RESTRAINED: The Sindh High Court restrained a private TV channel on Monday from using a residential property in Clifton for its operations.
A resident of Block 5, Clifton, had complained that a TV network had launched its operations from a rented residential premises adjacent to his house. The operations were creating a nuisance for him and other residents.
A large number of people visit the network and their vehicles obstruct traffic. Besides creating noise pollution, the network also obstructs light and air. Illegal and dangerous structures have been raised in violation of the rules.
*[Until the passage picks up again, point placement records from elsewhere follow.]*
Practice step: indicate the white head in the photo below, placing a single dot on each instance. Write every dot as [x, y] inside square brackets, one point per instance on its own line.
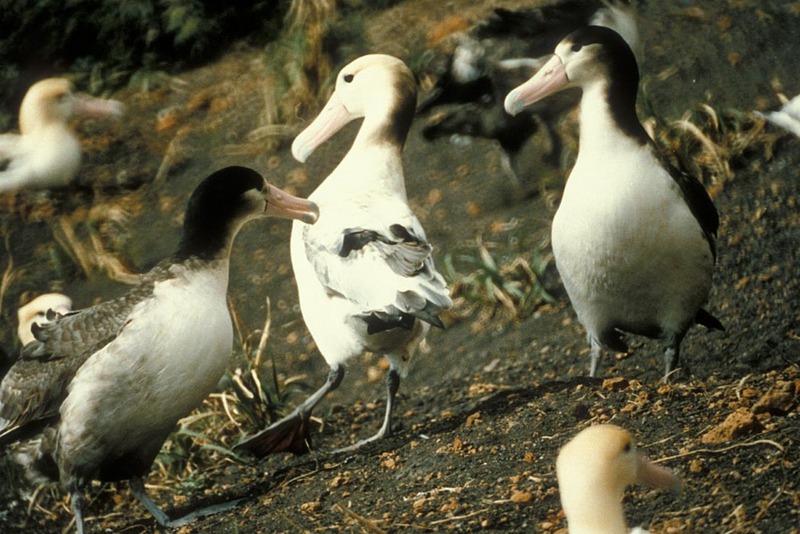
[373, 86]
[593, 470]
[35, 312]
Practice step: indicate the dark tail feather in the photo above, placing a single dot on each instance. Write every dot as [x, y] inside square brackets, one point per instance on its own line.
[709, 321]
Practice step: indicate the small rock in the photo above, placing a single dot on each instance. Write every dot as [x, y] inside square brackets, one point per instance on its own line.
[615, 384]
[779, 400]
[521, 496]
[741, 422]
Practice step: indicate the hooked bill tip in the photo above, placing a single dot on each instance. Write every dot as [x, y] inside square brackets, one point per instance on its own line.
[512, 104]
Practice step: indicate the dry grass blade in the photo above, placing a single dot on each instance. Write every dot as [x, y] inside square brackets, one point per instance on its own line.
[262, 343]
[8, 272]
[369, 525]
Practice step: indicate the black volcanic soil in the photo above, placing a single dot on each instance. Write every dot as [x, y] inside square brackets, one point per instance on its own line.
[492, 398]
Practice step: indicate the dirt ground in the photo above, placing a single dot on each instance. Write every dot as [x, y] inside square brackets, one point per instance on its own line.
[491, 398]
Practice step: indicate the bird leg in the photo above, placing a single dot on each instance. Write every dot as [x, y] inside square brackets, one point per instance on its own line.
[392, 385]
[672, 352]
[137, 488]
[594, 355]
[77, 503]
[290, 434]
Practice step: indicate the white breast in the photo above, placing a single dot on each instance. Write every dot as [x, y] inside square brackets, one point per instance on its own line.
[626, 244]
[167, 360]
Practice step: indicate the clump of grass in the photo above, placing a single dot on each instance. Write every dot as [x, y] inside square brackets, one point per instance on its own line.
[251, 396]
[260, 395]
[712, 144]
[513, 288]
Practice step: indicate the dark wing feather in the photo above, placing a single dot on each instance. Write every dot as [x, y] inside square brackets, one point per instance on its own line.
[699, 202]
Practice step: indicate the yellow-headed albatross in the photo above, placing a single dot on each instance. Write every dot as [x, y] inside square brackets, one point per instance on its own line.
[46, 152]
[365, 274]
[633, 238]
[593, 470]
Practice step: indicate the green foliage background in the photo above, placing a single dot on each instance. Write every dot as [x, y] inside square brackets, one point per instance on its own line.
[105, 44]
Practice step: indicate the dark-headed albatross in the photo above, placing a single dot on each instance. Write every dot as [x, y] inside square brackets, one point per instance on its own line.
[115, 378]
[365, 274]
[633, 238]
[46, 152]
[37, 311]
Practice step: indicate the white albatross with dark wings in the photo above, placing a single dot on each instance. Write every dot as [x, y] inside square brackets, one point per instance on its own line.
[365, 274]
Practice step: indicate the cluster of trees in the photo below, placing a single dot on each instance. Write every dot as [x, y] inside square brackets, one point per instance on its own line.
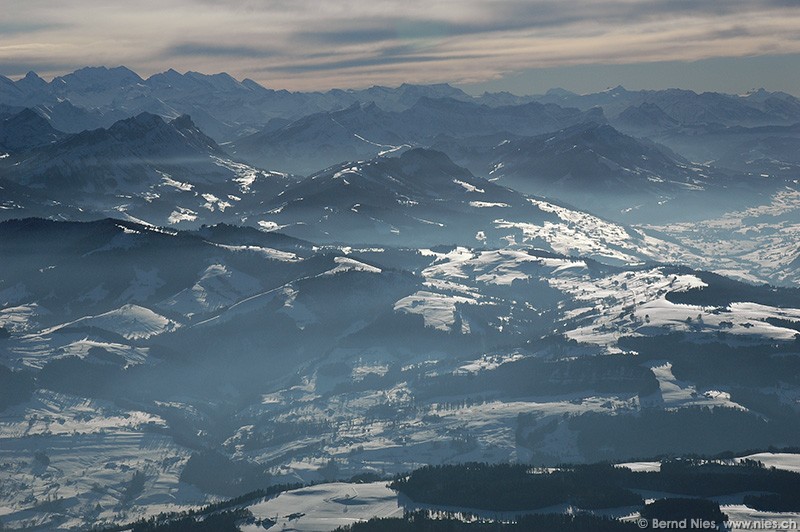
[512, 487]
[535, 376]
[421, 522]
[213, 472]
[223, 514]
[668, 433]
[517, 487]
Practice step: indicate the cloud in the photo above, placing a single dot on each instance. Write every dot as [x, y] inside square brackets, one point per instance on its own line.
[212, 50]
[313, 44]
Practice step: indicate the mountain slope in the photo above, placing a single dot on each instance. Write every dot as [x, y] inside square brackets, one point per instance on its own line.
[149, 169]
[365, 131]
[26, 130]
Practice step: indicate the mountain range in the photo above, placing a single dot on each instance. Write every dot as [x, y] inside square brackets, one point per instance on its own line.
[209, 288]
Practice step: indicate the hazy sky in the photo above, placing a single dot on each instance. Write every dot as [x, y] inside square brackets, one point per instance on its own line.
[525, 46]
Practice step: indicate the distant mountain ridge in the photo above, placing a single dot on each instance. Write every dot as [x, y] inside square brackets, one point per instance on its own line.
[226, 108]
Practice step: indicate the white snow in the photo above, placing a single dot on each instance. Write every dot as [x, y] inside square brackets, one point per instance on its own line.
[468, 187]
[130, 321]
[327, 506]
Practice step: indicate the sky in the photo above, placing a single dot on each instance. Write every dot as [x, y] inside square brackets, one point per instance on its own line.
[523, 46]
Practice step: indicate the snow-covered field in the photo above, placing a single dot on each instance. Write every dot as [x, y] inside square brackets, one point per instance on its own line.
[67, 462]
[324, 507]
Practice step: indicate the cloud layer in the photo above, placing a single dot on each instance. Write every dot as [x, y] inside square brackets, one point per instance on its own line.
[315, 44]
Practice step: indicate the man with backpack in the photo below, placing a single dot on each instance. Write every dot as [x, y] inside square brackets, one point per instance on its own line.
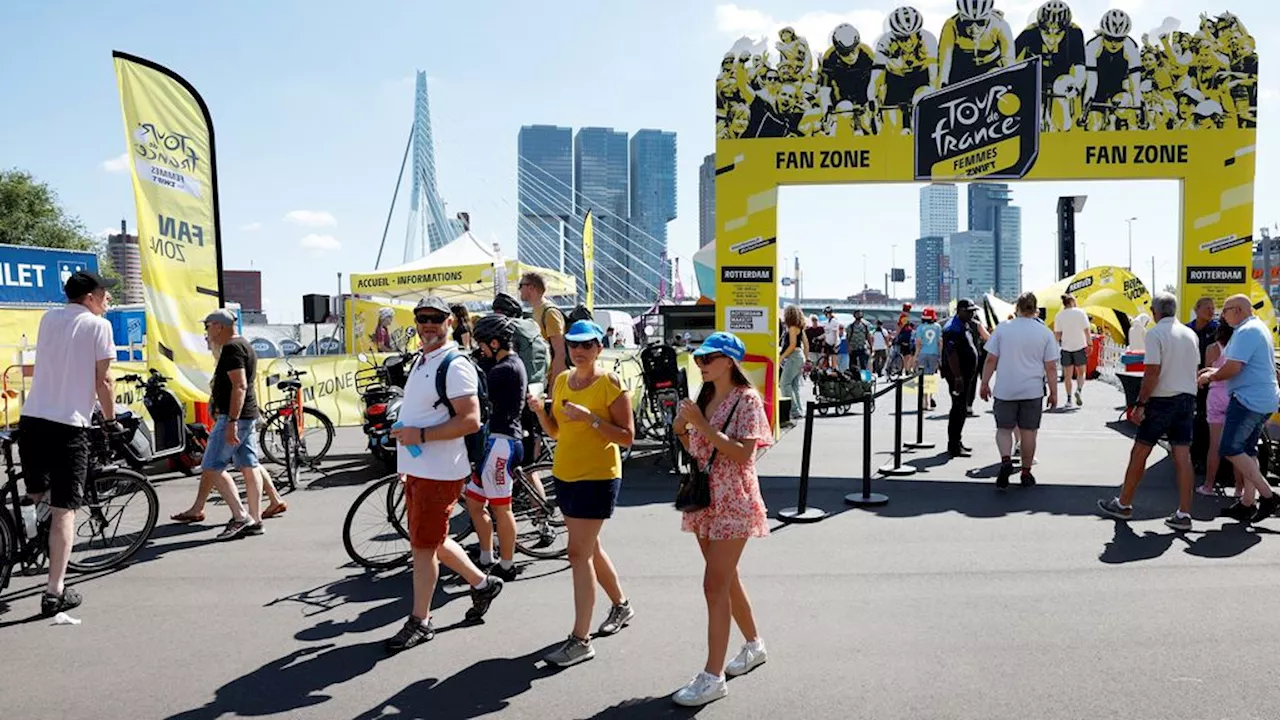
[442, 411]
[549, 318]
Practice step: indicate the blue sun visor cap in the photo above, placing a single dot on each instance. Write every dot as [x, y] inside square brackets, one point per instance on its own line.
[584, 331]
[726, 343]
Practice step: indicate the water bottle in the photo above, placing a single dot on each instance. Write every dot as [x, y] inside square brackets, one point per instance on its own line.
[28, 516]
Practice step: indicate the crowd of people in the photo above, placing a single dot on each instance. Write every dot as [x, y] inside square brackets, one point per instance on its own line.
[1175, 81]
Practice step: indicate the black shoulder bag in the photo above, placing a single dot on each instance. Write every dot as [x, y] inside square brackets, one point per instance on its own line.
[695, 487]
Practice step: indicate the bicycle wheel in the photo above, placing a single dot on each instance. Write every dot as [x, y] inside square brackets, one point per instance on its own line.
[315, 441]
[540, 529]
[374, 532]
[117, 519]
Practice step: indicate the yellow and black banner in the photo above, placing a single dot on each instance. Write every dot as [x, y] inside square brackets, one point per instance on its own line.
[170, 140]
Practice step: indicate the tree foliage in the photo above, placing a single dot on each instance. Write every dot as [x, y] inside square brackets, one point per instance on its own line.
[31, 214]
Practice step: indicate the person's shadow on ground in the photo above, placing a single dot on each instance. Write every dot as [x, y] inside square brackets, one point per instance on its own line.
[480, 689]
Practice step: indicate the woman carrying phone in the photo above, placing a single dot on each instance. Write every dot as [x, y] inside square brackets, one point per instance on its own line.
[592, 418]
[727, 419]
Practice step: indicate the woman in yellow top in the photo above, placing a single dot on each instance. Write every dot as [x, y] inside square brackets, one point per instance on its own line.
[590, 418]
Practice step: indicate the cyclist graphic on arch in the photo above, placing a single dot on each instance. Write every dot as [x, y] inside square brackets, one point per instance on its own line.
[1060, 45]
[973, 42]
[1112, 63]
[906, 67]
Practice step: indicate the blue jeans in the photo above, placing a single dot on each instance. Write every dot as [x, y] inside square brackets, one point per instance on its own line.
[219, 455]
[792, 368]
[1242, 431]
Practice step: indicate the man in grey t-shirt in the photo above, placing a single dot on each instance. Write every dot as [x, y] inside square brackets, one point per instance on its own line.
[1023, 355]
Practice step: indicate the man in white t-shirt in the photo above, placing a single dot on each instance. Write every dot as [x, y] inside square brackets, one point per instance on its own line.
[1166, 409]
[1072, 327]
[434, 468]
[73, 360]
[1023, 355]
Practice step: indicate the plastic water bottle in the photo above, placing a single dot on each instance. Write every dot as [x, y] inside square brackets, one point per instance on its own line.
[28, 516]
[414, 450]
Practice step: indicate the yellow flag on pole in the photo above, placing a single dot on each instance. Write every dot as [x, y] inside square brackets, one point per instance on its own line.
[589, 260]
[170, 141]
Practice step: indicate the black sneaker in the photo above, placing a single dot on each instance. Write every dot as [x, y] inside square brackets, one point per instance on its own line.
[1002, 477]
[504, 574]
[1239, 511]
[53, 604]
[412, 634]
[480, 600]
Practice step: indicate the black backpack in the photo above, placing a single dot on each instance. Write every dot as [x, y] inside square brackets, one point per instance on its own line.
[478, 441]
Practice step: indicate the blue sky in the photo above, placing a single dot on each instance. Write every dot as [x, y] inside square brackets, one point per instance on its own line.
[311, 104]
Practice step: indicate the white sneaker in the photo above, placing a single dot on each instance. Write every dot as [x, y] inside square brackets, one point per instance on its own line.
[702, 689]
[746, 660]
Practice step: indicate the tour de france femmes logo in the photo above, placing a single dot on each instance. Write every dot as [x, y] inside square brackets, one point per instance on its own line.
[987, 127]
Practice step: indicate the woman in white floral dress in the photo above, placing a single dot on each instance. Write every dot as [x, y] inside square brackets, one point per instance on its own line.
[727, 419]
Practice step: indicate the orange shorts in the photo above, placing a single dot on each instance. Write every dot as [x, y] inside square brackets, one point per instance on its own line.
[429, 505]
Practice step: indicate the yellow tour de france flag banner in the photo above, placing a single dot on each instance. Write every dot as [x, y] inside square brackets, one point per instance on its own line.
[170, 142]
[589, 259]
The defendant channel admitted that it was using the residential premises for commercial activity but denied recording of programmes at the site. It said many other commercial organizations had their offices in the adjoining residential premises without any protest by the residents. It said it had applied to the Karachi Building Control Authority for conversion of the premises into commercial property but the application had not been accepted so far.
Advocate Khalid Jawed Khan, who appeared for the plaintiff, submitted that the defendant and the KBCA had both admitted in their counter-affidavits that the property was residential and that it had been put to commercial use in violation of the law and rules. The suit be decreed on this ground alone, he argued.
Justice M. Mujibullah Siddiqui, who heard the suit, barred the channel from using the premises for commercial purposes until grant of permission by the KBCA after completion of the various formalities prescribed by the rules. He also ordered the demolition of illegal structures and asked the KBCA to report compliance within 15 days.